Auch die von Hubig angesprochene Bundestreue ist vor diesem Hintergrund bedeutsam: Sie beschreibt das wechselseitige Loyalitätsverhältnis zwischen Bund und Ländern. Verletzen Länder ihre verfassungsrechtlichen Pflichten, kann der Bund das Bundesverfassungsgericht anrufen und im äußersten Fall den Bundeszwang ausüben. Hubigs Hinweise zielen damit auf einen rechtlichen Schutzschirm für die Verfassungsordnung, der auch dann greifen soll, wenn in einem Bundesland eine Regierung mit verfassungsfeindlichen Tendenzen an die Macht kommt.
Pressespiegel: Einigkeit, Unterschiede und offene Fragen
Deutschlandfunk: „AfD-Wahlsieg in Sachsen-Anhalt: Debatte um Verbotsverfahren" (10.09.2026)
Der Artikel beschreibt den Wahlsieg der AfD in Sachsen-Anhalt und die anschließende Diskussion über ein mögliches Verbotsverfahren gegen die Partei. Im Zentrum steht die Frage, wie demokratische Institutionen und der Rechtsstaat auf den Erfolg einer als rechtsextrem eingestuften Partei reagieren sollen. Damit bestätigt der Beitrag die Relevanz des von Hubig betonten Verfassungsschutzes, setzt aber einen stärkeren Schwerpunkt auf parteirechtliche und verfassungsgerichtliche Instrumente.
n-tv: „Innenminister wollen Geheimdaten-Schutz vor AfD prüfen" (10.09.2026)
n-tv berichtet über Beratungen der Innenminister von Bund und Ländern, wie sensible Geheimdaten vor einem möglichen Zugriff einer AfD-geführten Landesregierung geschützt werden können. Der Schwerpunkt liegt auf sicherheitsrelevanten Informationen und Quellen, etwa mit Bezügen zu Russland. Damit ergänzt der Artikel Hubigs Hinweis auf Bundestreue und Bundeszwang um die operative Perspektive der Sicherheitsbehörden, ohne die Unabhängigkeit der Justiz in Frage zu stellen.
n-tv: „CDU-Politiker warnt: AfD-Regierung nicht von Sicherheitsinformationen ausgrenzen" (10.09.2026)
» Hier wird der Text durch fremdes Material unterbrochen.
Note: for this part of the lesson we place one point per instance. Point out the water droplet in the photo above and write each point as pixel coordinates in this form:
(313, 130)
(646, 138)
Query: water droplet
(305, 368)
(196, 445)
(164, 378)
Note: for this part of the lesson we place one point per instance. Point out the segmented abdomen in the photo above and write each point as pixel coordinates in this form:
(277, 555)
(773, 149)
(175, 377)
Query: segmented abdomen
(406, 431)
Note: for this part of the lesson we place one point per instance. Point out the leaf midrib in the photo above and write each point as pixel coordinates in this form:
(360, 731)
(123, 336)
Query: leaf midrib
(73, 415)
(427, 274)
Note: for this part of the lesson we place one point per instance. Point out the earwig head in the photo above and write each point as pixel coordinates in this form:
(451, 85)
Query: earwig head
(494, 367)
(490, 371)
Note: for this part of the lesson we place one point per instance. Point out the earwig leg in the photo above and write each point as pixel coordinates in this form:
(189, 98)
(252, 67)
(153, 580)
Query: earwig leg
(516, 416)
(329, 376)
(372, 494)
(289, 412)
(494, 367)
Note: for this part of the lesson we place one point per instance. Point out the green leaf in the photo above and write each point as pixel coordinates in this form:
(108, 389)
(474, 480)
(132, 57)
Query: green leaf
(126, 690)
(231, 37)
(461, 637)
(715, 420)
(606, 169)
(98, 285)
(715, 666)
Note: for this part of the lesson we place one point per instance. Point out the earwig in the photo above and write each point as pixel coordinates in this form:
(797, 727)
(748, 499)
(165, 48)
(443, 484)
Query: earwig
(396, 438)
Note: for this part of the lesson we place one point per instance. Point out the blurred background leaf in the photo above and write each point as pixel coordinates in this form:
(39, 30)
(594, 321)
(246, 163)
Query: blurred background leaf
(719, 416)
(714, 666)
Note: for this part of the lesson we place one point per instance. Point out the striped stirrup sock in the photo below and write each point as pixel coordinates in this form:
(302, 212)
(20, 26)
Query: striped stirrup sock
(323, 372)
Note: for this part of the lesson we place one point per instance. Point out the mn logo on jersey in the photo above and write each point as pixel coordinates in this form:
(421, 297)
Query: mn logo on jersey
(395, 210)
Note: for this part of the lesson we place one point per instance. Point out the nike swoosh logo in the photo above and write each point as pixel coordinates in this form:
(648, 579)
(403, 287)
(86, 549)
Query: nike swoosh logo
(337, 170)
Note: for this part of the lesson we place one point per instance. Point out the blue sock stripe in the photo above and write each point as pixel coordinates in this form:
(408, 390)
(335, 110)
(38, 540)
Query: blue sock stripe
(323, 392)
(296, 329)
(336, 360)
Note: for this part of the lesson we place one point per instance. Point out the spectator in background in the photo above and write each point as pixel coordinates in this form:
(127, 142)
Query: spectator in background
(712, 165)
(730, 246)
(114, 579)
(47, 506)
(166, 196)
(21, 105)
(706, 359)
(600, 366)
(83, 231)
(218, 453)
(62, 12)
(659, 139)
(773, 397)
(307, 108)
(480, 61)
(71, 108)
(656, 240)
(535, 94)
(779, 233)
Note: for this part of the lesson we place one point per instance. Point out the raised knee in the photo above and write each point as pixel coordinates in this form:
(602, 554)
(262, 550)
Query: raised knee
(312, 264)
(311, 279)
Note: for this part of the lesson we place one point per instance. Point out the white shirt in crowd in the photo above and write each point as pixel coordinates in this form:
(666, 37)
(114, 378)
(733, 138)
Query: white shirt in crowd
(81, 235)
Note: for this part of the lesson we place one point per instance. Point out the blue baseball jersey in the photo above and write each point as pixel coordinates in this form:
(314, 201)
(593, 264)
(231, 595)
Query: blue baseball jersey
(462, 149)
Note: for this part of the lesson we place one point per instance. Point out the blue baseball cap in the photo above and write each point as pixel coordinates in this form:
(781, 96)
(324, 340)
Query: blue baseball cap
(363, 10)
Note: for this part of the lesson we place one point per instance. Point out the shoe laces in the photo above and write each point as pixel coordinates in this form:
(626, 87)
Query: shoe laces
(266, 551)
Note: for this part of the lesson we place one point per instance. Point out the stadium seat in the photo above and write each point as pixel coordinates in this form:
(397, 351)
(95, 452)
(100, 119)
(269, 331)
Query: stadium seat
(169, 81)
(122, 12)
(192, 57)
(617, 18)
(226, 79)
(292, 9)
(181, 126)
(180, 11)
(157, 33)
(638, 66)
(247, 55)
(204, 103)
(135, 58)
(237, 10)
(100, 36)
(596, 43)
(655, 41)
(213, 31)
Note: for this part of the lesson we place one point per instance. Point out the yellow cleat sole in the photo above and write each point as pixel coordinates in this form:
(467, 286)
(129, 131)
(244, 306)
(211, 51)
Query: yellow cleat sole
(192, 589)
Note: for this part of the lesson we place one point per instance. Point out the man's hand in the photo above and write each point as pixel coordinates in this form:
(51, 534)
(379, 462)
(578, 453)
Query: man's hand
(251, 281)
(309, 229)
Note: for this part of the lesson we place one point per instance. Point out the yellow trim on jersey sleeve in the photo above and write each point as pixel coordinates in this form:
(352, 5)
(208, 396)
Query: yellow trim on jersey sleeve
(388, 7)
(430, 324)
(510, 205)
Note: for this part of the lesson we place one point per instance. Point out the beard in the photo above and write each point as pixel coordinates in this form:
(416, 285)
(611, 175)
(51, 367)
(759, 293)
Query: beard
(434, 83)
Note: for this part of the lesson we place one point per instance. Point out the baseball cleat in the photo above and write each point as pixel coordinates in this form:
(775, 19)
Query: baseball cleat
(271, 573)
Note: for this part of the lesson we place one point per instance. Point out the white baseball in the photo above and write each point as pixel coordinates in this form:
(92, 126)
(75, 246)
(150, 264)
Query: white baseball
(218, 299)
Dieser Beitrag stellt die Position eines CDU-Politikers dar, der vor einer pauschalen Ausgrenzung einer möglichen AfD-Regierung von Sicherheitsinformationen warnt. Er betont zugleich, dass der Zugang zu besonders geheimen Dokumenten wie dem „Operationsplan Deutschland" überdacht werden müsse. Im Vergleich zu Hubigs klarer Betonung von Remonstrationspflicht und Bundestreue diskutiert der Artikel stärker das Spannungsverhältnis zwischen rechtlicher Gleichbehandlung eines Bundeslandes und praktischer Risikominimierung.
Gemeinsam zeichnen die Beiträge ein Bild zunehmender rechtlicher und sicherheitspolitischer Vorsorge gegenüber einer möglichen AfD-Regierung in Sachsen-Anhalt. Während Hubig vor allem die Rolle von Beamten, Justiz und Bundesverfassungsschutzmechanismen betont, fokussieren andere Medien stärker auf parteirechtliche Debatten und den Umgang mit sensiblen Sicherheitsinformationen.